The cement industry is a major contributor to global CO₂ emissions. This has driven the need for low-carbon, locally adaptable binder systems. This study develops and evaluates a fully clinker-free pozzolana–lime cement formulated using sawdust ash (SDA) and calcined kaolinitic clay (metakaolin, MK) as complementary supplementary materials. SDA and MK were thermally activated at 600°C to enhance pozzolanic reactivity and combined with hydrated lime to form ternary binders. Mortars were prepared at a constant binder-to-sand-to-water ratio of 1:3:0.8 by blending the powdered constituents, followed by controlled mechanical mixing and casting into 40 × 40 × 160 mm prisms.
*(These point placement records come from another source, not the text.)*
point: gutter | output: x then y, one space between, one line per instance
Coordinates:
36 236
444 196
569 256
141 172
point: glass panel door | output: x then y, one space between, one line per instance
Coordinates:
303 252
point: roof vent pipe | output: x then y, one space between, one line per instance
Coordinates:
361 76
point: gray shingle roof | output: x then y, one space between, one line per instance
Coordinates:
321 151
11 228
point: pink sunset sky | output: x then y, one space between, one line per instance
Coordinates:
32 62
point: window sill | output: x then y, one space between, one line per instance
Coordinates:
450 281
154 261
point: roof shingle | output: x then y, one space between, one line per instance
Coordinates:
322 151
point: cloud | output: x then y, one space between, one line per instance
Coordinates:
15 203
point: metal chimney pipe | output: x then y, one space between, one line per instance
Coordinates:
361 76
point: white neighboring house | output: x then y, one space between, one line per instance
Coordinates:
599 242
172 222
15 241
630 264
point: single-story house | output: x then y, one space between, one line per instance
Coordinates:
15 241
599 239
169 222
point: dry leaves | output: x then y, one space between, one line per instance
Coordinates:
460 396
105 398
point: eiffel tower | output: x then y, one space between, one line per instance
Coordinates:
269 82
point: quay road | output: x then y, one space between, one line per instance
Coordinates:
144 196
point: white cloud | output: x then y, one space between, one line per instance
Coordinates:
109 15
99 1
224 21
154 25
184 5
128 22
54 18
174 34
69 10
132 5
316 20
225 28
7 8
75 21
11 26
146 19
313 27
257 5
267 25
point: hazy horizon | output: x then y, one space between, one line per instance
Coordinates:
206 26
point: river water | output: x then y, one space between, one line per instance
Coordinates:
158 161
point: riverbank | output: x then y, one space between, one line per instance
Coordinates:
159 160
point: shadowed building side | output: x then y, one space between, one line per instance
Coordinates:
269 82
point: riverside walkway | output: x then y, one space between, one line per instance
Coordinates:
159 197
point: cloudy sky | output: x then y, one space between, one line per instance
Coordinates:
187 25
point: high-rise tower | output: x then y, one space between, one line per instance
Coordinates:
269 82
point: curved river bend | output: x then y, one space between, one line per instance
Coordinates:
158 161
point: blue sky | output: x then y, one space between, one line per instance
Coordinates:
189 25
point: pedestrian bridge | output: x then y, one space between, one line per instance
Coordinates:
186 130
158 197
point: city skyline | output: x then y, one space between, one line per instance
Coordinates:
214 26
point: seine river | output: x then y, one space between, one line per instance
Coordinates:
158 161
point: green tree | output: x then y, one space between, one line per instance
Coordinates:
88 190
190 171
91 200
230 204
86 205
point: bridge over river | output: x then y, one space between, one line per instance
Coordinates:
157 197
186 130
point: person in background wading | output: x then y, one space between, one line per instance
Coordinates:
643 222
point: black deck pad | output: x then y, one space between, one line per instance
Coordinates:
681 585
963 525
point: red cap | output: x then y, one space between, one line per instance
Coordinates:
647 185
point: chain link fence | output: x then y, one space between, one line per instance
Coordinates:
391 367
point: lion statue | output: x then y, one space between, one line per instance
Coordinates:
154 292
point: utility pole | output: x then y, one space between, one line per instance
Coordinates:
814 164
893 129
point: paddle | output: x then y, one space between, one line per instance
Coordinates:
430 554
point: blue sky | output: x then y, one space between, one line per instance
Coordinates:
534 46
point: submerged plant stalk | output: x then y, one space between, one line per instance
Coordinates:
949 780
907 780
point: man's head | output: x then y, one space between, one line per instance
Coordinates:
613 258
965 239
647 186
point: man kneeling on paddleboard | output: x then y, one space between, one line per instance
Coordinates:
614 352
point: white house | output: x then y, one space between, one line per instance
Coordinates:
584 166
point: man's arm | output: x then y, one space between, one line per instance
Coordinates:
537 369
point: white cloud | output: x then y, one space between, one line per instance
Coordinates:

Specimens were demolded after 48 h and cured initially under high-humidity conditions and subsequently in ambient air to promote both pozzolanic reactions and natural carbonation. Chemical and mineralogical characterization was performed using X-ray fluorescence, X-ray diffraction, and loss on ignition, while pozzolanic activity was assessed through electrical conductivity measurements in saturated calcium hydroxide solutions. Hardened mortars were evaluated in terms of density, water absorption at 28 days, and flexural and compressive strength at 28 and 90 days. Results showed that both SDA and MK exhibit measurable pozzolanic activity, with MK providing stable aluminosilicate reactivity and SDA contributing high silica content and alkali-assisted dissolution. Blended mortars demonstrated significantly improved mechanical performance compared with pure lime, achieving compressive strengths up to 7.1 MPa at 90 days for an optimal 50:25:25 (lime:SDA:MK) formulation. Moderate pozzolan contents refined pore structure and reduced water absorption, while excessive replacement reduced density and strength due to calcium deficiency. The findings demonstrate a synergistic interaction between SDA and MK, enabling the formation of strength-contributing phases and supporting the development of a sustainable, low-emission, lime-based binder suitable for structural and non-structural applications.